-
Notifications
You must be signed in to change notification settings - Fork 2.5k
Description
What happens?
The new list_reduce(..., initial)
has the signature
list_reduce(seq: T[], fun: (T, T) -> T, initial: T)
instead of the "correct" signature
list_reduce(seq: T[], fun: (S, T) -> S, initial: S)
which means it can't do anything that couldn't already be done with
list_reduce([initial] + seq, fun)
(the latter even has the advantage that you don't need to guess whether fun
or initial
come first).
In particular, the most simple fold, the identity on lists, isn't possible with the current signature constraint:
select list_reduce([1], (x, y) -> x || [y], [])

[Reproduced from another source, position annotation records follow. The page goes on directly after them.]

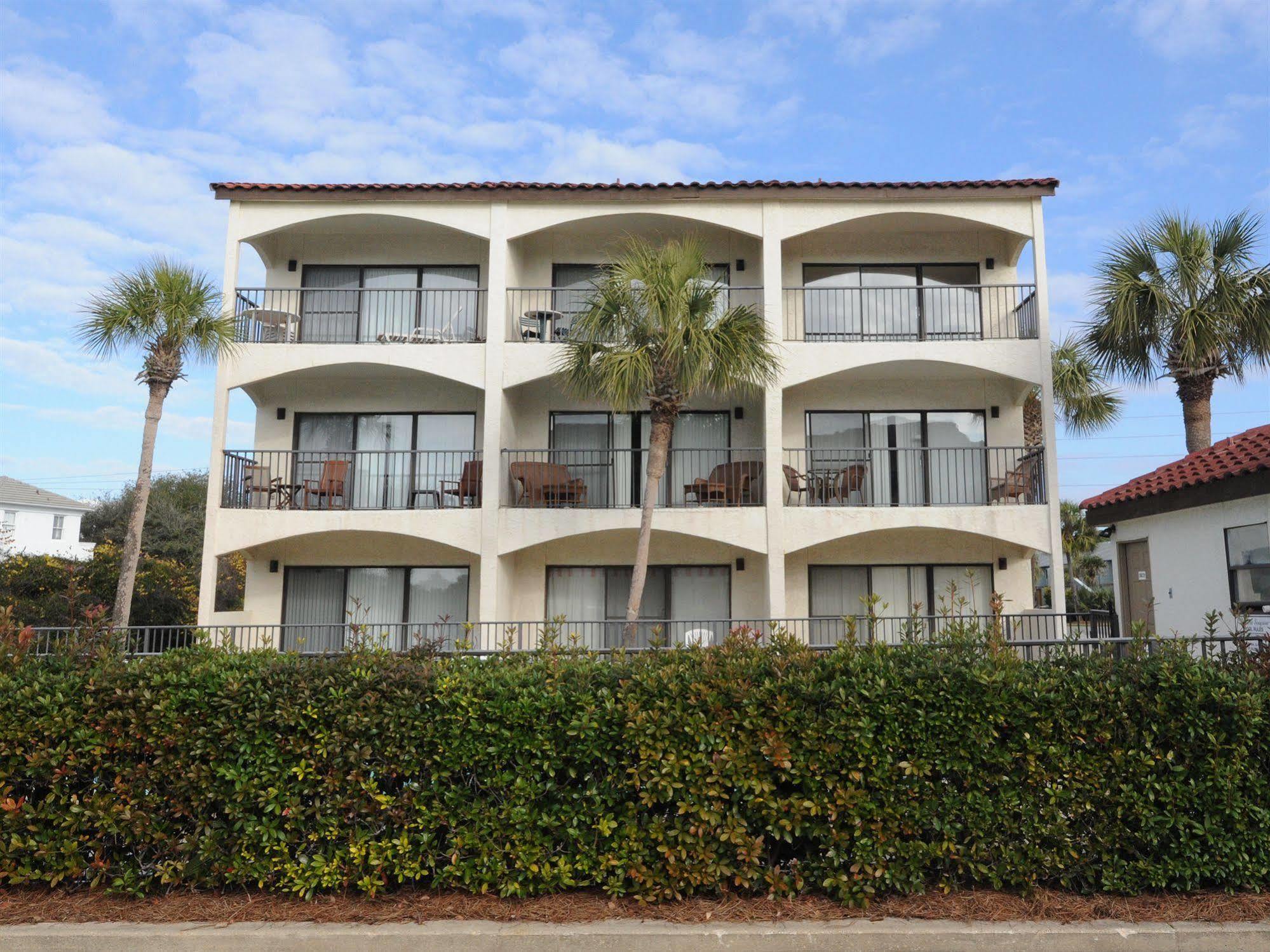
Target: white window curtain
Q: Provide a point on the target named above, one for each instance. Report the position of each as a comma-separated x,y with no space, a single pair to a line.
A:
390,302
329,314
314,610
375,602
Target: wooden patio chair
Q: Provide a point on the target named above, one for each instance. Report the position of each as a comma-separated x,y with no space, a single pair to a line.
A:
468,485
728,483
1022,483
257,481
332,484
546,484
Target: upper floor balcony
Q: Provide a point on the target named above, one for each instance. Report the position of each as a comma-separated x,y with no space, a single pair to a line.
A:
362,315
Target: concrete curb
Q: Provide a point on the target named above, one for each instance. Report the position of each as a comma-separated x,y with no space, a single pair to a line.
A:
476,936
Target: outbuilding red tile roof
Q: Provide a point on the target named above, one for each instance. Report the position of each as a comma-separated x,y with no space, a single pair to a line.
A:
1235,456
628,185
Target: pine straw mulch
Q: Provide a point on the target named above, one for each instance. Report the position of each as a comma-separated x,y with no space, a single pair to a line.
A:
41,906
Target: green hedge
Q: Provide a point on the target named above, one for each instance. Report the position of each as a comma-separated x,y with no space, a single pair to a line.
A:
740,768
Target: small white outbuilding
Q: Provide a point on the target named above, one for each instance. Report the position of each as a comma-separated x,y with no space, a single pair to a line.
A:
38,522
1192,537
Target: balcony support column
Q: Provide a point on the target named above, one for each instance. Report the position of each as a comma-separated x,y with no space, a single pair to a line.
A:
1057,578
494,417
220,423
774,481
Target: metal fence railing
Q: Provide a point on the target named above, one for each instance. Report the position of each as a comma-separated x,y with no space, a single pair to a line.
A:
545,315
881,476
1033,635
614,479
360,315
363,479
911,312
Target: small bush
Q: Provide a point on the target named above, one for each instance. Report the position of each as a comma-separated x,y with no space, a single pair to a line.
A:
737,768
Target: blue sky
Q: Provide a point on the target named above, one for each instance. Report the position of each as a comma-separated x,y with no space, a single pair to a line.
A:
114,117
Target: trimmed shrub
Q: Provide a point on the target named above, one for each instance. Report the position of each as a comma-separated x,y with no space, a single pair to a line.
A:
737,768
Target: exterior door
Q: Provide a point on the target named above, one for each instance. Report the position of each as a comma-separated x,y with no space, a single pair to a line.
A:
1138,601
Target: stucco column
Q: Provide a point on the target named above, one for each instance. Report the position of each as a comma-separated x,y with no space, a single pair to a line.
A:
220,418
1058,589
774,455
492,434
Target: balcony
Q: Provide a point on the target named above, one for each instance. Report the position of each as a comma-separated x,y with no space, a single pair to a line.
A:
921,476
911,312
614,479
360,315
297,479
545,315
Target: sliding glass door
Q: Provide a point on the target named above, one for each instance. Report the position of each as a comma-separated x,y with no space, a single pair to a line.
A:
385,606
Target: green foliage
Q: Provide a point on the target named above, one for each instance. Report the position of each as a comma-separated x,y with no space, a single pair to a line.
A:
174,518
47,591
738,768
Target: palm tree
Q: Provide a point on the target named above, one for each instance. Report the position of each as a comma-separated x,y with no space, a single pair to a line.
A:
657,333
172,314
1083,399
1183,300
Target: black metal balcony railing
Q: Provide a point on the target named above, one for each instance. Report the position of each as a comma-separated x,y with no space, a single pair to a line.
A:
964,312
614,479
360,315
363,479
545,315
917,476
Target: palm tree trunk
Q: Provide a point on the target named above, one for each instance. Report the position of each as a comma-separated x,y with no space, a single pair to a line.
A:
1197,395
140,500
658,446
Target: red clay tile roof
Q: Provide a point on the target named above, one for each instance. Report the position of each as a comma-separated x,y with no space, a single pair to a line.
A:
628,185
1235,456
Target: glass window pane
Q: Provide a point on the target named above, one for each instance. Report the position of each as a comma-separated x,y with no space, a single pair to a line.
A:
450,307
437,606
313,611
957,460
888,309
1248,545
831,302
330,314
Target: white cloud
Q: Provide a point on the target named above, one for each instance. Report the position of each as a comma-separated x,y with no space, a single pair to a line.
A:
47,103
1194,28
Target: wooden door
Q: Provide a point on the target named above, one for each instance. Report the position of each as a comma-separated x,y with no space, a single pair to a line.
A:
1137,600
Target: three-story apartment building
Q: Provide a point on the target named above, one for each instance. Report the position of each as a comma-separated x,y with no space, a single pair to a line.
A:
414,464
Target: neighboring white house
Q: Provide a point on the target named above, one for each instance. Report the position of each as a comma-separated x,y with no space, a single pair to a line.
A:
413,457
38,522
1192,537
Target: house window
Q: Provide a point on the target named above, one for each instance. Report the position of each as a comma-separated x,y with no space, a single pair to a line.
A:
691,597
892,301
1248,563
349,304
394,607
840,592
886,453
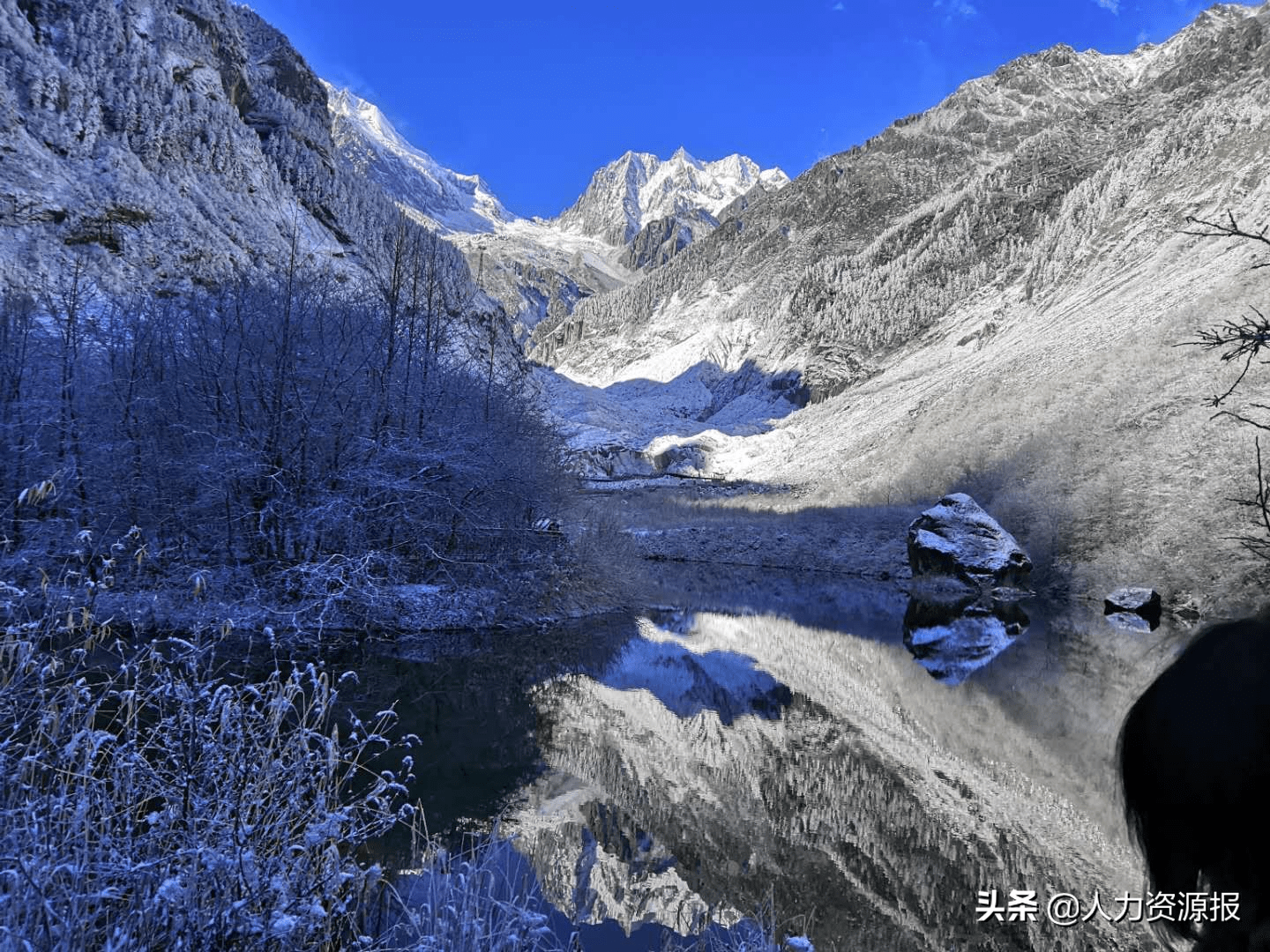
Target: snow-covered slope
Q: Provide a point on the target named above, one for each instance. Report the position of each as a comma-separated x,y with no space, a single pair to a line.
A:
993,195
169,145
534,267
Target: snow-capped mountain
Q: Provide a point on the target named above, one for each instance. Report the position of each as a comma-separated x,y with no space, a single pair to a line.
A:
198,146
990,202
638,190
446,199
537,267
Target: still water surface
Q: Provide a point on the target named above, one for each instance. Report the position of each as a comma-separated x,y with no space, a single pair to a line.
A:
819,743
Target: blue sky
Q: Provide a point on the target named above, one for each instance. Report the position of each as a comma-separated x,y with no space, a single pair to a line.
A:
536,95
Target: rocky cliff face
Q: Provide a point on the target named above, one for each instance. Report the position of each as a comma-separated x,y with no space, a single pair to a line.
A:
170,144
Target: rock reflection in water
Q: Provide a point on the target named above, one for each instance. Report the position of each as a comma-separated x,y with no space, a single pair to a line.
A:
952,639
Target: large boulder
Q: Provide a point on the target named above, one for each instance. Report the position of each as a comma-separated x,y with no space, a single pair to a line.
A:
958,539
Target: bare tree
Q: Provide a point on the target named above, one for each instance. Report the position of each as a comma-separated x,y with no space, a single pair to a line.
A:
1241,340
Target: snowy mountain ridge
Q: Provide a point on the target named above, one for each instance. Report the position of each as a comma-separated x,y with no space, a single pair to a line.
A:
446,199
639,188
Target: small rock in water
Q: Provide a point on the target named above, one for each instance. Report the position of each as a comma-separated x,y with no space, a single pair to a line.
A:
1138,600
1129,621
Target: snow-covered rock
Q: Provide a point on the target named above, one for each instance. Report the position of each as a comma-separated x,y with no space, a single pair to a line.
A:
958,539
1136,600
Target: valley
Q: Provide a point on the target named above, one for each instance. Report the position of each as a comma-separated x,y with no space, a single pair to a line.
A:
589,532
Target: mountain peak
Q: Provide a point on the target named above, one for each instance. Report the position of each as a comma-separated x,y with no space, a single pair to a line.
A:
449,199
639,188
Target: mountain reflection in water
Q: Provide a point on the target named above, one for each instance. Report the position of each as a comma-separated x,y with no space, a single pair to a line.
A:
870,795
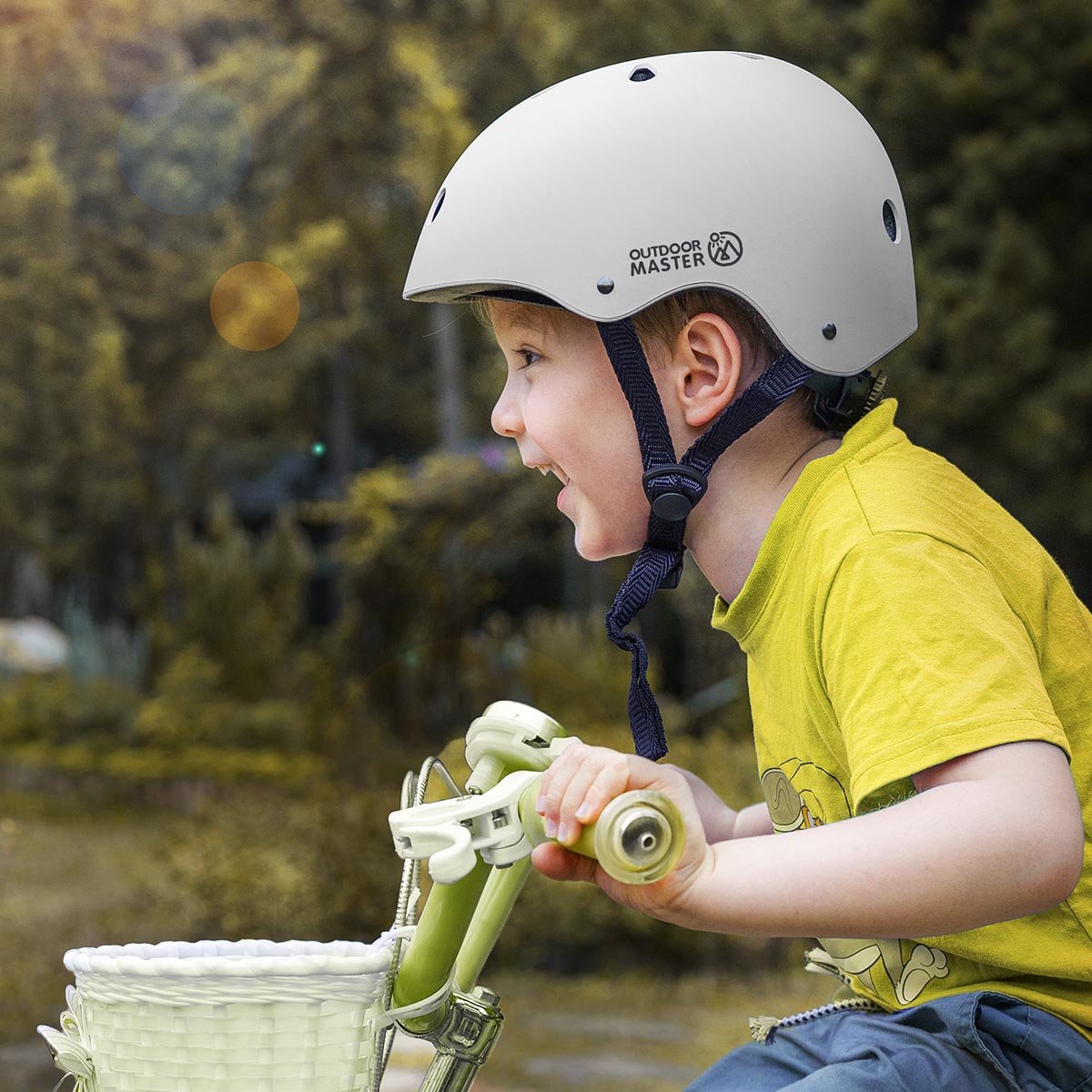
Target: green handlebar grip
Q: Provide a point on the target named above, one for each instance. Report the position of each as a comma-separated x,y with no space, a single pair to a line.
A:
638,839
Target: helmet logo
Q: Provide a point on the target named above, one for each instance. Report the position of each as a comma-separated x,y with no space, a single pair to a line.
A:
665,257
725,248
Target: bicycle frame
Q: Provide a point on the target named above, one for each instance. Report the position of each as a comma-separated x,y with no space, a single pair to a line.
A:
435,993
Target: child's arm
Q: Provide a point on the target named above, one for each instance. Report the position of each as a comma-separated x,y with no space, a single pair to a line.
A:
720,822
992,835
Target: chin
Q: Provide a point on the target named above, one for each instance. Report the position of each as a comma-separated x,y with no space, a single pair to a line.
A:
593,547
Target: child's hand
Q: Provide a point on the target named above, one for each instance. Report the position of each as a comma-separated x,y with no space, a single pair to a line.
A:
576,789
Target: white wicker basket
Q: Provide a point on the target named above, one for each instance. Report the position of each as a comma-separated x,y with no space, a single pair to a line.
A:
218,1016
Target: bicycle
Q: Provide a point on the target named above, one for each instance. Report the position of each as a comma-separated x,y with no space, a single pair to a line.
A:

Binder Error: Cannot concatenate types INTEGER and INTEGER[] - an explicit cast is required
and the unnecessarily inserted casts to enforce an all-Ts-signature produce "obviously wrong" results:
select
y1: list_reduce([0], (x, y) -> if(len(x::VARCHAR) - 1, true, false), false), -- should be `true`, is `0`
y2: list_reduce([2], (x, y) -> ['3.1', '1.4'][y], 1) -- should be `1.4` is `1`
┌───────┬───────┐
│ y1 │ y2 │
│ int32 │ int32 │
├───────┼───────┤
│ 0 │ 1 │
└───────┴───────┘
Given that the new list_reduce(..., initial)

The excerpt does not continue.